De cette méfiance à l’égard du politique pouvait alors logiquement découler une adhésion aux préceptes de l’État islamique, censés apparaitre comme une éventuelle opportunité de renouveau au sein du paysage tunisien. C’est ce qu’ont espéré les assaillants de l’attaque de Ben Gardane. En établissant des points de contrôle au sein de la ville et en attaquant simultanément des cibles politiques symboliques, les membres de Daesh ont tenté de rallier la population à leur cause, et de créer, selon les propos du chef du gouvernement Habib Essid, « un émirat en Tunisie ». Cette situation fait écho aux manœuvres mises en place par l’organisation en Syrie en 2014, et qui ont débouché sur un conflit qui s’étend désormais à une grande partie de la région.

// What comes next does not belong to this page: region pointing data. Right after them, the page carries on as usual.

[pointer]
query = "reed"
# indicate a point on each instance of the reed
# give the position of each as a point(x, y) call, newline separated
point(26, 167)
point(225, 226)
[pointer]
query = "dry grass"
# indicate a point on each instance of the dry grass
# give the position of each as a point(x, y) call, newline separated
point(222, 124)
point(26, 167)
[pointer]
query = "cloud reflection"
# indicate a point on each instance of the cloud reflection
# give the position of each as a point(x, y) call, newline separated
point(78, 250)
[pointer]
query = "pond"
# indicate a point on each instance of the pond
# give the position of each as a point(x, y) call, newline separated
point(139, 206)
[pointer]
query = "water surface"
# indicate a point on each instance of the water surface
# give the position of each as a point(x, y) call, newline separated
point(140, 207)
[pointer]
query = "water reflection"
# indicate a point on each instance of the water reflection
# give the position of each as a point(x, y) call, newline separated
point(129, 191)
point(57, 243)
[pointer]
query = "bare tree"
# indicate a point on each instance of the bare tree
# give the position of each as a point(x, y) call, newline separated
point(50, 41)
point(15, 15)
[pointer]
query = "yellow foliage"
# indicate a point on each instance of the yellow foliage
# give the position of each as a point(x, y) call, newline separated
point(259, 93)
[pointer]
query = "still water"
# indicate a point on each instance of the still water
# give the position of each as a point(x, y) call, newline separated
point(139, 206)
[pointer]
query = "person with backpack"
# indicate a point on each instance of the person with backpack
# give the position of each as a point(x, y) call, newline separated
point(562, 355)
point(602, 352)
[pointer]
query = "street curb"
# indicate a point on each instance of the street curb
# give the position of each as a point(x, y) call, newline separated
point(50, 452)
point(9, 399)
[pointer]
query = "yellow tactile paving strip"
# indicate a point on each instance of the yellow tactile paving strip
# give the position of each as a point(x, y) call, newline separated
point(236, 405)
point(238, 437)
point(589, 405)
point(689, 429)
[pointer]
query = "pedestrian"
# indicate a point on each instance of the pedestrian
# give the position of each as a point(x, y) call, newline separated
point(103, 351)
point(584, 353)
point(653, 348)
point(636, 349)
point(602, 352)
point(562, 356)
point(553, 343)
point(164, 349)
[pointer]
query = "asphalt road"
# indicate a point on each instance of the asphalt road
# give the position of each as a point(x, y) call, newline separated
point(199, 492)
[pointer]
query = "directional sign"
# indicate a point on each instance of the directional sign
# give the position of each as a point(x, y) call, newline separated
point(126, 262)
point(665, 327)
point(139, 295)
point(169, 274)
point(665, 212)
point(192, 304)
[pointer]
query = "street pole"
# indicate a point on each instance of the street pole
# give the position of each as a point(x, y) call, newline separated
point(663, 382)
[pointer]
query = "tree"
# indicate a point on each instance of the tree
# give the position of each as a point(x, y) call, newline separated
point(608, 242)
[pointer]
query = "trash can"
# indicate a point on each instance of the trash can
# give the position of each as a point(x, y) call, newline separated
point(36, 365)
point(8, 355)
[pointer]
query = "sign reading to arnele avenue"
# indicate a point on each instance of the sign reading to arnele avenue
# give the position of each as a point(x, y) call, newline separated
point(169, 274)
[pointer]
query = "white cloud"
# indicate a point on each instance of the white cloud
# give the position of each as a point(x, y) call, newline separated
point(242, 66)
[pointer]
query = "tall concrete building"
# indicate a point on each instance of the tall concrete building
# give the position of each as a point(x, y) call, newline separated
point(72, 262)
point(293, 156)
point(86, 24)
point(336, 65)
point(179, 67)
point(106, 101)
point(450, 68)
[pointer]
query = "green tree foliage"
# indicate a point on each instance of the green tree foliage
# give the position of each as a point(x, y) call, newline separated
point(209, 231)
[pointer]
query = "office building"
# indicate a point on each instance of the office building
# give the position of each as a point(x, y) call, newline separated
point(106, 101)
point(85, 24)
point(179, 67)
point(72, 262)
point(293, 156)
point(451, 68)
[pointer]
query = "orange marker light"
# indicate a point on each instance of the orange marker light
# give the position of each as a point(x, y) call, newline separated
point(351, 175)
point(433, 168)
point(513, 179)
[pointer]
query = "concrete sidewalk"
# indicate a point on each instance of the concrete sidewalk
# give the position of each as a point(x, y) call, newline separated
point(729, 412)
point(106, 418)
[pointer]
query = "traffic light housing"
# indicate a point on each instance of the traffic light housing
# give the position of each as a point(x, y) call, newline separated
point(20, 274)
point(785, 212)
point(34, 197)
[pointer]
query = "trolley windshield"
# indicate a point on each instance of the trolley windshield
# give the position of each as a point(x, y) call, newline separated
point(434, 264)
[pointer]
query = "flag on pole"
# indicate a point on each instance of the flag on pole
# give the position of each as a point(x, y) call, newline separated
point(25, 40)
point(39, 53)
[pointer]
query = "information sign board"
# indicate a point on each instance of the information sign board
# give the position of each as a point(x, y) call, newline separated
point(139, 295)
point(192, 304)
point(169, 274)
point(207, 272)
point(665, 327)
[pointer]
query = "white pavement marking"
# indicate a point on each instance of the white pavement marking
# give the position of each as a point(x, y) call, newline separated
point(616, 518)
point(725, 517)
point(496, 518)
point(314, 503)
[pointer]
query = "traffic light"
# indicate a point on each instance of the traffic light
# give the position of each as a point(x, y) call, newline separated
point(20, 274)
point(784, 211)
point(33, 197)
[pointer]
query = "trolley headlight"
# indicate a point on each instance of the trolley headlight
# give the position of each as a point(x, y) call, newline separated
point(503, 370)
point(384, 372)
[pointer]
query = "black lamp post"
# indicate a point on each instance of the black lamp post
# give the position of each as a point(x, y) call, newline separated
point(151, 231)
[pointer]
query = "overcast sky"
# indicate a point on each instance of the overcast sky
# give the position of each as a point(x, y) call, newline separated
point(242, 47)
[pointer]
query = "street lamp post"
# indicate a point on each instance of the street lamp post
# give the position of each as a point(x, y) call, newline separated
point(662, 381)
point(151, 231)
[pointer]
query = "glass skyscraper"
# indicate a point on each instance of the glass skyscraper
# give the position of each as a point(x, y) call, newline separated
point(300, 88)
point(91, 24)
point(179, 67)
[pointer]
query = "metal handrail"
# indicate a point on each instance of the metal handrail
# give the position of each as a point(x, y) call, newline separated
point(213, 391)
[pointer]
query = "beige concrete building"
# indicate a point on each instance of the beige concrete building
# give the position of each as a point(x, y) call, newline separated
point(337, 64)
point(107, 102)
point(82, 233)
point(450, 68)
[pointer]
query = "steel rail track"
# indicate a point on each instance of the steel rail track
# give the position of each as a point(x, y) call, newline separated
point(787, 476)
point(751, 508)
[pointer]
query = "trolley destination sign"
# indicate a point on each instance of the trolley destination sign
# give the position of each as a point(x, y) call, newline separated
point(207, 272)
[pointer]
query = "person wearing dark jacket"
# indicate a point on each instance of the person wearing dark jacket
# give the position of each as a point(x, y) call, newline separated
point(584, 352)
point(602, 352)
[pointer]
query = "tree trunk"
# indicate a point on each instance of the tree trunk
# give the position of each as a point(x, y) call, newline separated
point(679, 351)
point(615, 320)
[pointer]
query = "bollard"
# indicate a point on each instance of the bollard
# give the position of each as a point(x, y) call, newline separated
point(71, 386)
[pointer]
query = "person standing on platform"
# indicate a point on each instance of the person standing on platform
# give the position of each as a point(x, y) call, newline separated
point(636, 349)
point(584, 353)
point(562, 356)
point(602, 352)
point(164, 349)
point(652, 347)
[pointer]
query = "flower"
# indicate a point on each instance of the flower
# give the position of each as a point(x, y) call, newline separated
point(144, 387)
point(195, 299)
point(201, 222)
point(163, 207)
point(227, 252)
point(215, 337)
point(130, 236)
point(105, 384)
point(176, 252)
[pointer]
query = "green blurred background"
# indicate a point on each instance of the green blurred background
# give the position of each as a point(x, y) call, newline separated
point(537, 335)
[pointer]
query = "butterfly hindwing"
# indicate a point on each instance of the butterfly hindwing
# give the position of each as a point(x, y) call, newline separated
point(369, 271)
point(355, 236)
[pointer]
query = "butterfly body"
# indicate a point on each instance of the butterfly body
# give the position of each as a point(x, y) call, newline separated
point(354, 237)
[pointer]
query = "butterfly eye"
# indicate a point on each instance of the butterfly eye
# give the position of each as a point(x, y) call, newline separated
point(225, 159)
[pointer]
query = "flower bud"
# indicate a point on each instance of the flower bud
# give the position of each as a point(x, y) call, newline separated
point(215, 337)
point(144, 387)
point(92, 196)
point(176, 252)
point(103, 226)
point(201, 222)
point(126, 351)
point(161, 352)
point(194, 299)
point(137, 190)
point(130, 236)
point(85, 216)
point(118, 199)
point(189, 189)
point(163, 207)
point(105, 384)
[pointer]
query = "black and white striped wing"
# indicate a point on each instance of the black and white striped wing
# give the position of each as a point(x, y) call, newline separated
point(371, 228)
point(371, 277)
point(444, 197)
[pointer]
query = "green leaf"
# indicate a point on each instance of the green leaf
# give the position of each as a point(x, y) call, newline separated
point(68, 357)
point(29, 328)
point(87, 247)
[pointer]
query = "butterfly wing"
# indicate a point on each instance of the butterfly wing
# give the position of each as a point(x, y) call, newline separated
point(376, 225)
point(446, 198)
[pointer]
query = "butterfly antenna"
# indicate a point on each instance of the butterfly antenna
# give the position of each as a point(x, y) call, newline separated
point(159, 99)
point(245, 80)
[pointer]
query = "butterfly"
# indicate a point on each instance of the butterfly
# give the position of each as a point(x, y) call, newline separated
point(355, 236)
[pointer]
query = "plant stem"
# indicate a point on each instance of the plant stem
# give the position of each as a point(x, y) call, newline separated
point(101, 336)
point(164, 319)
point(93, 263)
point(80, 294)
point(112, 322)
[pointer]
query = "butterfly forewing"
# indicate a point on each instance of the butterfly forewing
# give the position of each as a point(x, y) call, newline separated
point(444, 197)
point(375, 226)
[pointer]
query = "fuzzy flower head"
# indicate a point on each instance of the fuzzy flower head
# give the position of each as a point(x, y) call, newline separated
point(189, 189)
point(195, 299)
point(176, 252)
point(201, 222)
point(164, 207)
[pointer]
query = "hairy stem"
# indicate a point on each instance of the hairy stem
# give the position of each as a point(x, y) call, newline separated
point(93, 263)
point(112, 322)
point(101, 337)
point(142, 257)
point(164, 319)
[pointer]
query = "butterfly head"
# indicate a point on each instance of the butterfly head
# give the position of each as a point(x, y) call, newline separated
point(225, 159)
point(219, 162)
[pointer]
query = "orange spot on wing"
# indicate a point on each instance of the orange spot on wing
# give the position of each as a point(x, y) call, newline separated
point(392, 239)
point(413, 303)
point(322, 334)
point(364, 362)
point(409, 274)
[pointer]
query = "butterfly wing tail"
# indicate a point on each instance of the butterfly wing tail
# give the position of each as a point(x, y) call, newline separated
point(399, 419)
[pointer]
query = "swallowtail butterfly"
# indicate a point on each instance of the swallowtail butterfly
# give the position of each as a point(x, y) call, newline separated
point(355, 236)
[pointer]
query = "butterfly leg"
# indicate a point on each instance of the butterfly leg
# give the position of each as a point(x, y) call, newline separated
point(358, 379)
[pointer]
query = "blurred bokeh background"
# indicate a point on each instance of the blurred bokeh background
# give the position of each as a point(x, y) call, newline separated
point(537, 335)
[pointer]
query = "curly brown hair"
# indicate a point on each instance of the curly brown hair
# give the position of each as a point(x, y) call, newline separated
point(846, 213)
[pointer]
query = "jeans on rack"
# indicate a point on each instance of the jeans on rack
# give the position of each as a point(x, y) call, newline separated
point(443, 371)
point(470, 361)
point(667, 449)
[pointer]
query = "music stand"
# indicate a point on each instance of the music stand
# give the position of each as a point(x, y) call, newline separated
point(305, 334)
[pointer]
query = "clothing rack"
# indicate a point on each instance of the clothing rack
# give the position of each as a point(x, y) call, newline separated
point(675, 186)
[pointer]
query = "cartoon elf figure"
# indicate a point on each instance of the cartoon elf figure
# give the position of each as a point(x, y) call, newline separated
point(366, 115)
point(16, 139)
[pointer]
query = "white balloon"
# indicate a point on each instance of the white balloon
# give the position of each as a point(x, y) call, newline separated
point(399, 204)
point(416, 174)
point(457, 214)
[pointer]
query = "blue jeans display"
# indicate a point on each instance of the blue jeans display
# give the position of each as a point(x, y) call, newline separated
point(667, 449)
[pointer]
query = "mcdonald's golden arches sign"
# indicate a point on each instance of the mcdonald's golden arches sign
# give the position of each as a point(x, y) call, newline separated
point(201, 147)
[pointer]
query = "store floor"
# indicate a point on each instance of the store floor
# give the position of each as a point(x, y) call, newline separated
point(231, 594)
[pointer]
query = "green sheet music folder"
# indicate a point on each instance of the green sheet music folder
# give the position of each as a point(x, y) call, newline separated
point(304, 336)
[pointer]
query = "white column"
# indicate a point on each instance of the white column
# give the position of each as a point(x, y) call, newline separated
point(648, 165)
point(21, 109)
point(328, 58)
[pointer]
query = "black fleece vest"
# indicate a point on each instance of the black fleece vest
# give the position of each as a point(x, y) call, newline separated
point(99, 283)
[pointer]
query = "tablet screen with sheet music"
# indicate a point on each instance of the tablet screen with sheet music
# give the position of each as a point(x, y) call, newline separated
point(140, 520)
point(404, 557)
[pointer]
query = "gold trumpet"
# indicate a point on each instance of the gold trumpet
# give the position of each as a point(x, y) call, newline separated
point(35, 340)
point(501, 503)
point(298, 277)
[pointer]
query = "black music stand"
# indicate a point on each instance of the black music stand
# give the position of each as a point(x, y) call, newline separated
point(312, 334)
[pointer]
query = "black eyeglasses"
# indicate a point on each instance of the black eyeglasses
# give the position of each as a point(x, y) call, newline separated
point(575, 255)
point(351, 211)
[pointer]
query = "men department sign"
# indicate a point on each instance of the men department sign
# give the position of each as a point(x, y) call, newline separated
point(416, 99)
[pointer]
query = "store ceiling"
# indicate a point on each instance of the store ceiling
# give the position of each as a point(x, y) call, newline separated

Entre résistance de la population et ancrage de l’organisation terroriste au sein du pays

Cependant, les terroristes, se sont heurtés à un refus de la population de coopérer. 12 membres des forces de l’ordre et 7 civils ont été tués dans une attaque qui, si elle n’a pas atteint son objectif, est le marqueur de failles dans la gestion par les autorités de la menace terroriste. Elle révèle la faiblesse des mesures adoptées pour sécuriser la frontière avec la Libye, longue de 450 km, où Daesh est largement implanté. Par ailleurs, en frappant une région frontalière à ce pays en proie au chaos depuis l’intervention militaire occidentale en 2011, les terroristes espèrent exacerber le sentiment d’abandon qui règne au sud du pays. Au moins 5.000 tunisiens auraient rejoint les rangs de l’organisation, et la Tunisie serait le premier vivier de recrutement de Daesh. Ce chiffre pose la question de l’existence de cellules dormantes déjà ancrées sur le territoire tunisien, prêtes à déstabiliser le pays.

Daesh semble donc désormais être aux portes de l’Europe. Reste à savoir si les États européens prendront la mesure de cette progression fulgurante de l’organisation terroriste, en apportant toute l’aide nécessaire à l’État tunisien pour assurer sa stabilité et la sécurité de ses habitants, qui pour beaucoup, comptaient sur la Révolution du jasmin de 2011 pour faire un pas de plus vers la liberté.